While NGO2.0 focuses on the least wealthy provinces in China, those in the Center and West, there’s less of an access divide than you might expect. A village to village universal service program brought internet connectivity to 98% of small townships by 2010. What’s missing was the knowledge of how to navigate online. NGOs in these areas needed extensive training in social media if they were to use new media to reach audiences.
NGO2.0 is run by a twelve person virtual team which meets for three hours each Sunday night. This distributed team has produced a huge range of outputs. Their partner organizations have recorded three minute promotional videos to share their work with public audiences. There’s an online and offline set of social media trainings, including a series of training workshops, a field guide to software and an online survey of NGO internet usage and behavioral patterns.
The field guide takes the form of a technology field map. NGOs have a wide variety of technical needs, including the ability to send out mass emails. NGO2.0 has evaluated 160 tools useful to NGOs. The database includes information on who’s developing the tool, whether they are domestic or overseas, which can be a key issue for product support. That database both informs existing NGOs on what tools they might use, and helps provide a backdrop for future tech and NGO collaborations and hackathons, helping hackers who are anxious to create tech but who don’t always know what NGOs need.
NGO2.0 is now building around the idea of city-based NGO2.0 networks. NGOs in the same city are able to reach out to each other for help and for information. And these city-based networks allow NGOs to reach out to the local commercial sector, finding businesses who might be interested in supporting these grassroots organizations. The importance of reaching out to corporate sponsors stems from the fact that the culture of personal philanthropy slow to grow in China.
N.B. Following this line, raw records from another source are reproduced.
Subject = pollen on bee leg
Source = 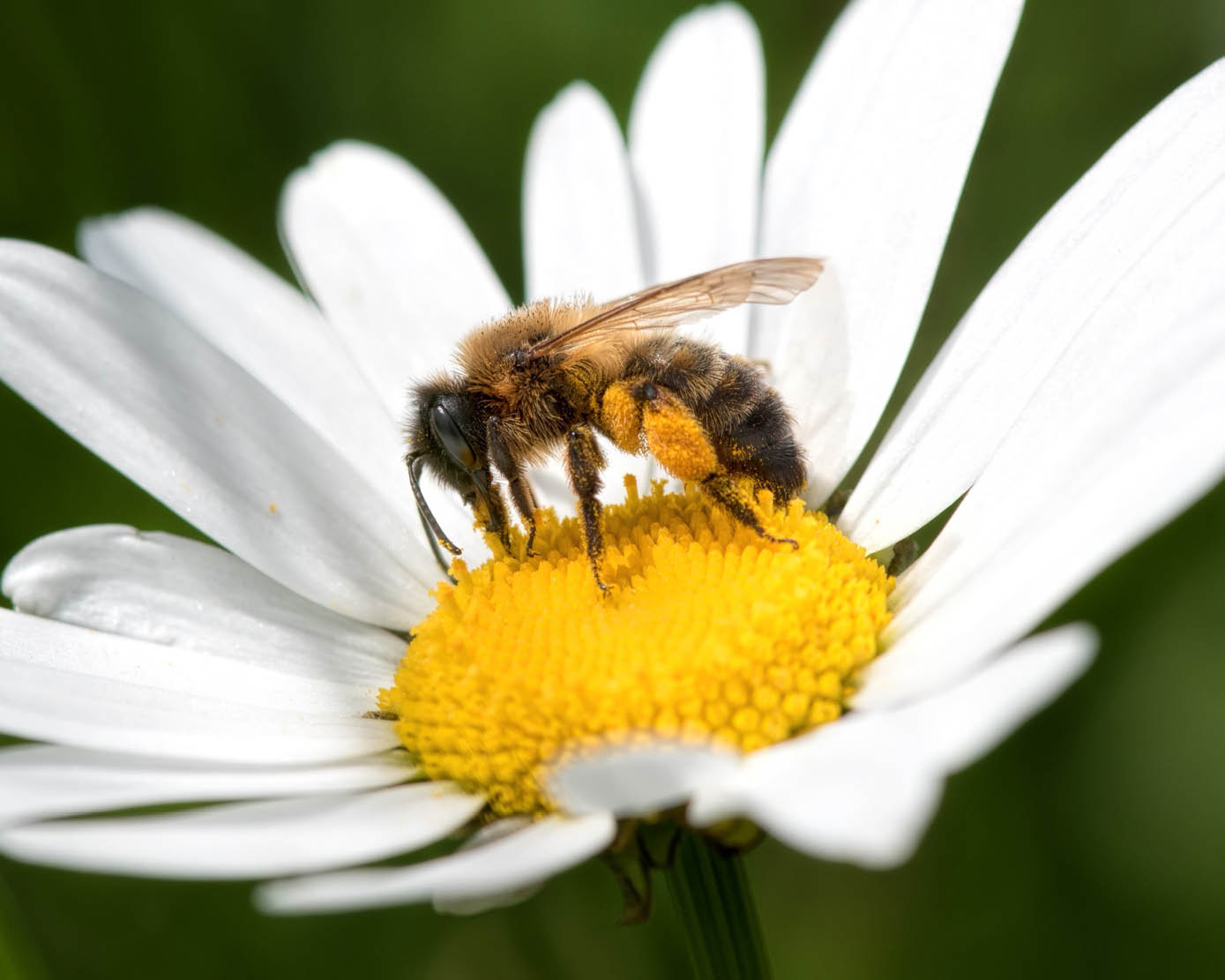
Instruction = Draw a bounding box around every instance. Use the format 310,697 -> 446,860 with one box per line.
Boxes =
642,392 -> 719,483
601,381 -> 642,453
378,482 -> 893,816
Traditionally, corporations only give to large and established NGOs. But there was a scandal recently where a woman who identified herself as the general manager of Red Cross China flaunted her expensive lifestyle online, creating a crisis in confidence in these large NGOs. As a result, there’s a new opportunity for these small NGOs to approach large donors.
NGO2.0 initially tried to match NGOs and donors through a map, allowing donors to see what NGOs were located in their communities. But they’ve discovered they need to run a set of fora involving local government, local media, local corporations, and local NGOs. Jing explains that you need to invite the government because media follow government, and corporations follow media.
She closes her talk with a portrait of six NGO workers including Ma Junhe, who fights desertification through tree-planting in Minching; Qi Yongjin, who works as a barefoot doctor for the poor; and Gao Qiang, a former drug addict and advocate for welfare of AIDS patients.
Professors Zhou Runan and Wang Qing are also working with China’s NGO community. They jointly ran a course of codesign, matching design and computer science students with local NGOs to work in tandem to create new technology that meets their organizational needs. We close the day hearing from five teams of students. They show a new website produced for PFLAG China, a mobile phone application designed to document bicycling routes in Guangzhou, and a video-based training program that helps migrant workers understand their rights.
The co-design course is based on Sasha Costanza-Chock’s class on codesign, offered annually at MIT as part of the Center for Civic Media. It’s awesome to see Sasha’s hard work turn into inspiration for an important course taught at Sun Yat Sen, which is inspiring some very impressive students.